Anyway, I picked up a puzzle yesterday and started looking at it. Here is a description of the problem.

We define the beautiful value of an integer sequence as the product of the value of its smallest element and its length. You are given an integer sequence containing Nelements, and you should find out one of its continuous subsequences, such that it has the largest beautiful value among all the continuous subsequences.
Please solve this problem with an O(N) algorithm.

So the simple way to solve this is to read all the numbers into an array, then pick a number and scan up and down the array until you find a value that is smaller. Now you know the range (a continuous subsequence) and when you multiply that by the number, you get the beautiful value for that number. Repeat this for all the numbers in the array and eventually you will have the biggest beautiful value.

The problem comes with the last line of the description:

Please solve this problem with an O(N) algorithm.

What this means is you can use as many steps you want to find the beautiful value for a number, but it has to be a fixed number of steps. It can't depend on how many numbers are in the array. For instance, if it takes you 100 steps to find the bv for a number, then it won't take more than 100 x N steps to find the largest one. The simple solution I set out above is going to take more like N squared steps, which is definitely not an O(N) class algorithm.

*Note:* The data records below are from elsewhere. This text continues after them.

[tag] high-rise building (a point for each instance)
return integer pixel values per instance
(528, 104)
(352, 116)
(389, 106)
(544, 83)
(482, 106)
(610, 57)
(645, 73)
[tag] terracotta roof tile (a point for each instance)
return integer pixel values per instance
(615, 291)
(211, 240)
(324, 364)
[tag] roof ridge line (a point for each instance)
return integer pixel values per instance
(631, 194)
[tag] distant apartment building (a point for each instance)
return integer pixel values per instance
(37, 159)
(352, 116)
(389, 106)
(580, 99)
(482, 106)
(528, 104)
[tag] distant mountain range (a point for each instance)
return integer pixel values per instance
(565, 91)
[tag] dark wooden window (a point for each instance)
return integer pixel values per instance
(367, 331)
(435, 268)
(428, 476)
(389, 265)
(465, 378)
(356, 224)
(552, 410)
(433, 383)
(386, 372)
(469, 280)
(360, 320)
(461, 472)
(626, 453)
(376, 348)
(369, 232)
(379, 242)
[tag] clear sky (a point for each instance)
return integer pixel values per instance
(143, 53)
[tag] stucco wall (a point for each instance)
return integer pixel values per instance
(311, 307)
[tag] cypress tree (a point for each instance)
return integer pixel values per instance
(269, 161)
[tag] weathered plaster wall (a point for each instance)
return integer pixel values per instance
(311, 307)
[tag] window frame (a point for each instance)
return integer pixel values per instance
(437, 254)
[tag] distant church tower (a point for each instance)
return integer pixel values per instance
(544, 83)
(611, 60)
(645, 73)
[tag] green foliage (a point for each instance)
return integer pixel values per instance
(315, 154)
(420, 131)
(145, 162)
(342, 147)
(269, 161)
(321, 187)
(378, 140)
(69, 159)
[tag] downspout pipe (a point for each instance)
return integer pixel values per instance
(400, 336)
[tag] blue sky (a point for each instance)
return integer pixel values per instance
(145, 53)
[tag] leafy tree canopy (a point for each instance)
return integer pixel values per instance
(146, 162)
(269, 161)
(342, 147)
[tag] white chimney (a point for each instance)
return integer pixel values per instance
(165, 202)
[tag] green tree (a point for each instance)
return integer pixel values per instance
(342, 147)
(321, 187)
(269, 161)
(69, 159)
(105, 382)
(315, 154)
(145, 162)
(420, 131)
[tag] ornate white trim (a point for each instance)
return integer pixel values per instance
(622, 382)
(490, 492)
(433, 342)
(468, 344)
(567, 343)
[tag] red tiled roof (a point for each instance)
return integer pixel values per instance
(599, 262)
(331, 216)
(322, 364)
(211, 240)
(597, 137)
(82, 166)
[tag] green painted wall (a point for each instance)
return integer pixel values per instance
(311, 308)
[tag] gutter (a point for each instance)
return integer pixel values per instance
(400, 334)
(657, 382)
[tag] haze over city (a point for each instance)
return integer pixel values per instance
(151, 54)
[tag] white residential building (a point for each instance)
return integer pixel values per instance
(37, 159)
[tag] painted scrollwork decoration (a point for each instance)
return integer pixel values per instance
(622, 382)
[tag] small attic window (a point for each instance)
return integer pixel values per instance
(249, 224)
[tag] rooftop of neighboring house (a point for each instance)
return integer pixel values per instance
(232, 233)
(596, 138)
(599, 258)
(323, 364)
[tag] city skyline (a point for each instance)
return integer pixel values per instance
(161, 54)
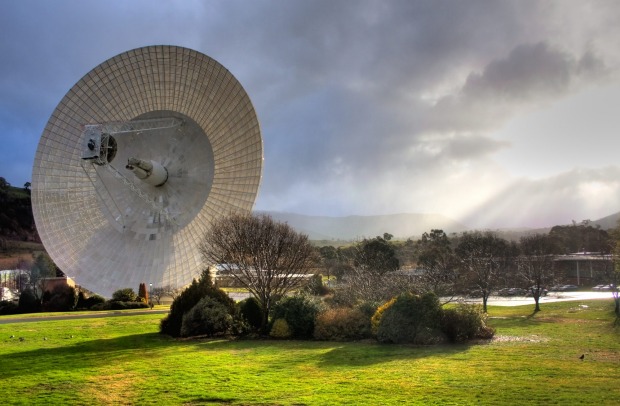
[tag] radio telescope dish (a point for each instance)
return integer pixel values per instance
(137, 160)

This morning I am climbing stairs as I try to do every day in order to get some exercise. Normally this can be a bit of a chore. The first few minutes go by easy enough, but once I get past the ten minute mark I am looking for the end. Today, though, I was thinking about this problem while I was climbing and when the timer went off it caught me unaware. I was so surprised that at first I suspected I had entered the wrong amount of time, like two minutes instead of twenty, but that wasn't the case.

Nothing like getting wrapped up in a problem to make time become meaningless. This might be why it is so difficult to determine how long it is going to take to write a computer program. You ask a programmer how long it will take to do something, and you get some answer, but then he/she goes off and starts working on it and if they get absorbed in a problem it may be months or even years before they come up for air.

Update Saturday, January 14, 2017. Took me a couple of days to figure out that I need to use a binary search algorithm to determine the range for each number, and then a couple more days to realize that the index into the sorted array is not the same as the original index, and then an hour or so more of fiddling around to get it straight in my head when to use the sorted indices and when to use the original indices. The binary search means the algorithm is an O(log N), but since we also need to process all of the elements, and the whole list needs to be sorted, I'm going to call it O(N x log N). I think this might be as good as you can get.